Al salir
del edificio, el viajero vio pasar a una mujer de traje blanco. Sintió por un
momento que acababa de salir de alguna de las pinturas. Quiso seguirla, pero
Prax lo llamó para que fueran a la pagoda. Mientras se alejaban se volvió a
buscarla. No pudo verla. Había desaparecido.
La pagoda
tenía unos cinco metros de alto y su forma era como de campana o de tazón
invertido. La coronaba una especie de columna terminada en punta y la rodeaban
cuatro réplicas pequeñas con altares. Prax le explicó que en todos los templos
encontraría una construcción similar, y que en su interior solían estar
guardadas las reliquias más valiosas.
Luego
caminaron veinte pasos al Norte, en dirección al árbol. Los altares parecían
servirle de maceta. Prax le explicó que el árbol también era infaltable en
todos los santuarios y que representaba el lugar donde el Buda alcanzó el
Nirvana. Antes de entrar al espacio del árbol, Prax señaló en el suelo la
piedra lunar. Le dijo que vería en muchos templos ese semicírculo de piedra que
marcaba la entrada a los sitios sagrados. Esta piedra lunar parecía un sol
negro y pequeño extendiendo sus rayos.
Una mujer
de aspecto humilde daba vueltas en torno a la enorme maceta con altares. Tenía
un gesto agobiado y llevaba sobre el hombro un cuenco de barro con agua. Prax
le preguntó en singalés por qué lo hacía, y ella le respondió que su esposo la
había abandonado, que estaba rezando y haciendo penitencia para que regresara.

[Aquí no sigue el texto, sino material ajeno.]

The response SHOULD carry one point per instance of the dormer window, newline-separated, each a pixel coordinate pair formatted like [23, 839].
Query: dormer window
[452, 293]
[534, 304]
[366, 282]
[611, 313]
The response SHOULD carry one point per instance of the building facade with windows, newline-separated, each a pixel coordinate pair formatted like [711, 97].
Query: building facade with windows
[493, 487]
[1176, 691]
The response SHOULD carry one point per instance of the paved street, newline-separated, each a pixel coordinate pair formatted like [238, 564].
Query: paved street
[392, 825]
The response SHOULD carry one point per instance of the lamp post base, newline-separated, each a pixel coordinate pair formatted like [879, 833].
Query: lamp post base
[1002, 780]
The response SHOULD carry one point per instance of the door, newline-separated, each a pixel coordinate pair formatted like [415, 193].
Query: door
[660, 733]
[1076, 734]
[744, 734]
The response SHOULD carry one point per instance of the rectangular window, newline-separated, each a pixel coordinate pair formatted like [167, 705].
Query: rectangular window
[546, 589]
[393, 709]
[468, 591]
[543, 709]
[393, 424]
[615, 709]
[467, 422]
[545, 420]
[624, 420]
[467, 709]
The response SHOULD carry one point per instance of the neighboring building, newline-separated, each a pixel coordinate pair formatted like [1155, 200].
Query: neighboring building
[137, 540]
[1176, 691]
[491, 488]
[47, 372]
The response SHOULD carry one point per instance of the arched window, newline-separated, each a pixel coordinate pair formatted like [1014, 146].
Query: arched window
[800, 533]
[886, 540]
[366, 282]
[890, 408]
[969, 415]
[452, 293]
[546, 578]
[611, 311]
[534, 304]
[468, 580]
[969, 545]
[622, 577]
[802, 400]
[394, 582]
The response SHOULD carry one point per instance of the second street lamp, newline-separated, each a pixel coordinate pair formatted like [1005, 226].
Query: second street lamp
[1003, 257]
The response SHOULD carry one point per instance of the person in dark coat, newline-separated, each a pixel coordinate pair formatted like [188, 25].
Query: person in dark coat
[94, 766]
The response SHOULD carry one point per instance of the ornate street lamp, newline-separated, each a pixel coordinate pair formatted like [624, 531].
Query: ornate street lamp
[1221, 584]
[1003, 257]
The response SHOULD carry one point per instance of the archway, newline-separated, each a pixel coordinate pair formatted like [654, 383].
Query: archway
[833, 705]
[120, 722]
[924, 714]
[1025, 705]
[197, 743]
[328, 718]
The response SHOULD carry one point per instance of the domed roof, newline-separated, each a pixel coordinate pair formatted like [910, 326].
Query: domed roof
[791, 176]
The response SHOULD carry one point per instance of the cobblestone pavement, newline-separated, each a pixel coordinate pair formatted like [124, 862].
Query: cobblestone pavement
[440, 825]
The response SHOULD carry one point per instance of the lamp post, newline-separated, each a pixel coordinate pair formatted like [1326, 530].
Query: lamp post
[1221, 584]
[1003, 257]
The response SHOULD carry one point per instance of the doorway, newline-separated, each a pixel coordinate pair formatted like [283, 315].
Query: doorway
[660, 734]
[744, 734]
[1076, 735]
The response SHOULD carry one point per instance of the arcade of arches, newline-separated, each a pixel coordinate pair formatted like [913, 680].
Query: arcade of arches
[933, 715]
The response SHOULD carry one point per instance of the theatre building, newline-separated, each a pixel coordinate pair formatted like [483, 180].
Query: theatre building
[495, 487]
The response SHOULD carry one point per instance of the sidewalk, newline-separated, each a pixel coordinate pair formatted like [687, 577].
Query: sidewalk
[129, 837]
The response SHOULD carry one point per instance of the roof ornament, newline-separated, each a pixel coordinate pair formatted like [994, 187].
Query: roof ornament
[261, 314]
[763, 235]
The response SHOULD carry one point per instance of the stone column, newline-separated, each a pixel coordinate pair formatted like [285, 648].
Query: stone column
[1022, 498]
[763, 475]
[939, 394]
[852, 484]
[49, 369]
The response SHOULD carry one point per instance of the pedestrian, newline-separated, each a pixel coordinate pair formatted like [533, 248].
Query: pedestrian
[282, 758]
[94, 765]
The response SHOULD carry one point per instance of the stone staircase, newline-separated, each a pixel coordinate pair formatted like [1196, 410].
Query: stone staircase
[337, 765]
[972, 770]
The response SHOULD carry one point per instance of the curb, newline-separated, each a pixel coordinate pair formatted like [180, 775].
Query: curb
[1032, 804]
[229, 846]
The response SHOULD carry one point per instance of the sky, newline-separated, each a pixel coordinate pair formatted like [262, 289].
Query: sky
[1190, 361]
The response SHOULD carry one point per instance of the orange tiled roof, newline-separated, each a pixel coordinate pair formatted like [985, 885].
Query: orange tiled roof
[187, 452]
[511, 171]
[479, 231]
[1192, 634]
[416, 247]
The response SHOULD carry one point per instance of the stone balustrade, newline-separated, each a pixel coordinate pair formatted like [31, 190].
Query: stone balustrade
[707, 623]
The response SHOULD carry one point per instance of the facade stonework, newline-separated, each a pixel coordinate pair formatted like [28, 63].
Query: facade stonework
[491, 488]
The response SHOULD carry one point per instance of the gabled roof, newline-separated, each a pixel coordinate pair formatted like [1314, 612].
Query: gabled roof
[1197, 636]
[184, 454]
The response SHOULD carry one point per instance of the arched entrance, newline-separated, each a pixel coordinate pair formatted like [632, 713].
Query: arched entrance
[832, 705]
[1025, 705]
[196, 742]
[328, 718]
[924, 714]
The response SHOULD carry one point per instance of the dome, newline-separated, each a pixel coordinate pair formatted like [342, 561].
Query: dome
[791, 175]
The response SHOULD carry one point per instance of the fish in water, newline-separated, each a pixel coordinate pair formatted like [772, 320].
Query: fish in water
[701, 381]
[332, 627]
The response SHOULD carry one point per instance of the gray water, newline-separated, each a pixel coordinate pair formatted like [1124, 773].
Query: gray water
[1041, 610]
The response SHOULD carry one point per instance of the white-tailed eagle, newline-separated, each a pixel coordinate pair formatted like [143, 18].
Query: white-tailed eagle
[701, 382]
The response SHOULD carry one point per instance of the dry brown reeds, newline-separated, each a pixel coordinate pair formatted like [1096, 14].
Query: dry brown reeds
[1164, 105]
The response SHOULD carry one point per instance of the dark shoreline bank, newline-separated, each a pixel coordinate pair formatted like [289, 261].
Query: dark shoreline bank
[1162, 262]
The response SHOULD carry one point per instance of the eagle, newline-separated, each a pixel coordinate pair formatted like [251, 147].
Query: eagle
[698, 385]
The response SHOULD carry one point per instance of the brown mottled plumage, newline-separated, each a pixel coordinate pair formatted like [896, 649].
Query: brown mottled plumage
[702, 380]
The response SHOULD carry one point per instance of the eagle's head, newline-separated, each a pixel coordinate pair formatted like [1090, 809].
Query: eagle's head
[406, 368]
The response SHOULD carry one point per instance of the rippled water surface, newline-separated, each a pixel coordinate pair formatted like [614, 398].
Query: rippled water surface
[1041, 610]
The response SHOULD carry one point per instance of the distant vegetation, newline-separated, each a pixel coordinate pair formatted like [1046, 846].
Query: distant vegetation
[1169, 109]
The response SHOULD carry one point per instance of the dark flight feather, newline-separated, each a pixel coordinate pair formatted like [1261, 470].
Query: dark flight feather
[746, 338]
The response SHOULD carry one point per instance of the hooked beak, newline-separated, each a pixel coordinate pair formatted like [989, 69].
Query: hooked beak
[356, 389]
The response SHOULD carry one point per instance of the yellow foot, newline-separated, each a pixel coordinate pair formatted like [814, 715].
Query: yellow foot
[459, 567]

Estaban en esa conversación cuando el viajero volvió a ver a la mujer de
blanco. Se había acercado a uno de los altares del árbol y esparcía pétalos
blancos. Tendría unos treinta años. El cabello negro le caía en cola de caballo
hasta la cintura. El perfil de su rostro era de una belleza sobrecogedora.
Cuando terminó de orar, Prax le preguntó por qué lo hacía. Como no entendía la
lengua, el viajero se desentendió de la conversación y se dedicó a observarla.
Su piel oscura emanaba tibieza. Tenía en la mano izquierda un puñado de pétalos
blancos. La pintura rosada de las uñas empezaba a desgastarse. En la mano
derecha llevaba una pulsera con esferas de colores. Su blusa blanca tenía
encajes de flores blancas. Parecía tener dos o tres meses de embarazo. Su
mirada dulce, capaz de comprender y de aceptar muchas cosas, revelaba que su
vida no había sido fácil. Sonreía sin énfasis con las preguntas que le hacía
Prax. El viajero imaginó en un instante una vida posible de la que esa mujer
formara parte. Conjeturó para ambos infancias y juventudes en la isla, los
caminos del destino conduciéndolos a un encuentro propicio y oportuno. Pensó en
la dicha de contemplar ese rostro cada mañana al despertarse.